Specializes in Hospital Education Coordinator.

We have supervisors here M-F, 8-5, unless there is a reason for them to be here otherwise. The rest of the time the charge nurses and house supervisor takes care of things, including staffing issues. We have 165 beds. House Sup initiates the chain of command when needed and will contact the administrator or clinical person on call. Otherwise, the house sup handles a lot of things.

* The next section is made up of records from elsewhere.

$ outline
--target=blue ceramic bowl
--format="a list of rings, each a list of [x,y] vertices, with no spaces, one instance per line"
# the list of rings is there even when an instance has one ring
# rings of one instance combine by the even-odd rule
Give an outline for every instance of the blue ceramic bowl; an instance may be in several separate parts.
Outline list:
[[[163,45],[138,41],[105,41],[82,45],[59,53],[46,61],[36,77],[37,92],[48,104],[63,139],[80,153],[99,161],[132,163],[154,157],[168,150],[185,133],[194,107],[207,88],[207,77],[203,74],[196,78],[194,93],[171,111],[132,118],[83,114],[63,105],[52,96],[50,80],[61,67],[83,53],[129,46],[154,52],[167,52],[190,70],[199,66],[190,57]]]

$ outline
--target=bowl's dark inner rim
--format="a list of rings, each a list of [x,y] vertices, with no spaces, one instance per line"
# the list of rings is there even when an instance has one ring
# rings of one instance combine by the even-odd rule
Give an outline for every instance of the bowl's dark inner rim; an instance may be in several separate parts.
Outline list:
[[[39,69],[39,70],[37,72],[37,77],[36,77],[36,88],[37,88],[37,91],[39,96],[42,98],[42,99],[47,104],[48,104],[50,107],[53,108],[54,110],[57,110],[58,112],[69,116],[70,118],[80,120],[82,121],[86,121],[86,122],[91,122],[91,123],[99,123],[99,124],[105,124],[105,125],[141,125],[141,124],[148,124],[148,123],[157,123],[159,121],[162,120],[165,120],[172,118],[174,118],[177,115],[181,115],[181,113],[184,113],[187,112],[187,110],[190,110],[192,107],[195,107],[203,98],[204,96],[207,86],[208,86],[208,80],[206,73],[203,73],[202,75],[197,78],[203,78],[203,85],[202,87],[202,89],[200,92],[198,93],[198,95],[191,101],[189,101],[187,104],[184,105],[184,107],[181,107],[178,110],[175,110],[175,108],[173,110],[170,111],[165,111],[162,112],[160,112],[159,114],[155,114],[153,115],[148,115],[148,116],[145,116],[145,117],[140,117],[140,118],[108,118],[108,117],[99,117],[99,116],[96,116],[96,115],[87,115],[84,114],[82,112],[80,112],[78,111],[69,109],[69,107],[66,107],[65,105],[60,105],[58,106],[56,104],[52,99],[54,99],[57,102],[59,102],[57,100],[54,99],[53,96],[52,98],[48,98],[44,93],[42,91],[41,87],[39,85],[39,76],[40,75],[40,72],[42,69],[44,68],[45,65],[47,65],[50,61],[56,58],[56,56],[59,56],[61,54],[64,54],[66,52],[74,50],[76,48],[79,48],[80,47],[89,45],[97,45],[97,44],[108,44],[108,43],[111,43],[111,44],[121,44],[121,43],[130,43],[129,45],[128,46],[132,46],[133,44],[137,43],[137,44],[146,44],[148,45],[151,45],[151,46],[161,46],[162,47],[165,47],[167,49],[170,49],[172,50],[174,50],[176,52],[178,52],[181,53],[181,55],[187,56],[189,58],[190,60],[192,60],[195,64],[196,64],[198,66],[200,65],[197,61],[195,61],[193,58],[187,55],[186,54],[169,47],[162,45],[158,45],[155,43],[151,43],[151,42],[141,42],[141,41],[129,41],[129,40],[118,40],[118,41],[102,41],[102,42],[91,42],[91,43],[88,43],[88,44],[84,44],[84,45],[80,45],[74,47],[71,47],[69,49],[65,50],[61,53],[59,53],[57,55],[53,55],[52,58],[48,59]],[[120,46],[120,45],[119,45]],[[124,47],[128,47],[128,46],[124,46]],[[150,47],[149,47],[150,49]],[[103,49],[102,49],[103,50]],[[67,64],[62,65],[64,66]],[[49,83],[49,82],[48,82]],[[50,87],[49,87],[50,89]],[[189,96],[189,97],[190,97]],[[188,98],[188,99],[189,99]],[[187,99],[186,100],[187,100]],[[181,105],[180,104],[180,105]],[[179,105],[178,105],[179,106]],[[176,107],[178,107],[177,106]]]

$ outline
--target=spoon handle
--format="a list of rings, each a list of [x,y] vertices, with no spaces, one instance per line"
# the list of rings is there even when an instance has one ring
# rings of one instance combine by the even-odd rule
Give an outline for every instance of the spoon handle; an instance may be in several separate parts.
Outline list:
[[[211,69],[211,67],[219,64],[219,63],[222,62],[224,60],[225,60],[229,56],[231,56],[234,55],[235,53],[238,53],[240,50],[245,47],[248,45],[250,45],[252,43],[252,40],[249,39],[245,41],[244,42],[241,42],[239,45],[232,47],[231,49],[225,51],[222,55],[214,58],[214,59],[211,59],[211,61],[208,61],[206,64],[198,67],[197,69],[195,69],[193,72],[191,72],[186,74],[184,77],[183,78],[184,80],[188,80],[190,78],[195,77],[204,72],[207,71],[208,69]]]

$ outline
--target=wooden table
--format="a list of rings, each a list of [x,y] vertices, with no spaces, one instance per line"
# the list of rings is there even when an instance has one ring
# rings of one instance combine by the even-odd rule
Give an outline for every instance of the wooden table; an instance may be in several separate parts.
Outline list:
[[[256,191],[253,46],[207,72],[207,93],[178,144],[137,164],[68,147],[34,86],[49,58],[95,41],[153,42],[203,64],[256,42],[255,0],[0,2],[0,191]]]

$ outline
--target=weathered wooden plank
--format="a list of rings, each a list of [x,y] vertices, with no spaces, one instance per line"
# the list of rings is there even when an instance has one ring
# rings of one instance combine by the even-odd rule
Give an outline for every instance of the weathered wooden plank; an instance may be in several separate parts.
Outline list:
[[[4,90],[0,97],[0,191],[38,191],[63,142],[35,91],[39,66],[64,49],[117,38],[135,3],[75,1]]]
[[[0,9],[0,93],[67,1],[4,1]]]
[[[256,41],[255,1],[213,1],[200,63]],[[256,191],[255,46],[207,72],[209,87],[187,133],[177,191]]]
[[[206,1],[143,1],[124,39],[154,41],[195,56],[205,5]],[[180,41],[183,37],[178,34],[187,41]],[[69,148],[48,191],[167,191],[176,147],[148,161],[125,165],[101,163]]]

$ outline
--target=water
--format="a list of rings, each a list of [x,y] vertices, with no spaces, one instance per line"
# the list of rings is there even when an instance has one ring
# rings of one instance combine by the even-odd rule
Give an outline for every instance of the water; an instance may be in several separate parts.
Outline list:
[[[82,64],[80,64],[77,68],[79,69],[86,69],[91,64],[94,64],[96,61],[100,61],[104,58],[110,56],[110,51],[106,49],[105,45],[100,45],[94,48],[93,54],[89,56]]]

Thanks to all for your responses. We have selected a bed flow coordinator (he was formerly a house supervisor). He will decide what patient gets what bed and expedite transfers and discharges. We are still trying to decide between a staffing clerk or a nurse(I should have said that this clerk is not just a clerk, this is someone who has worked on nursing units for years). We also have nurses manning a referral center. I think this set up is going to work great. I'll let you know the outcome. P.S Mydesygn, this isn't to save money, actually we have had to add an fte. This is about being able to accomodate our ever growing patient population, especially those patients who are waiting in the ED for treatment and help our referral hospitals get patients in here. Thanks again!!!!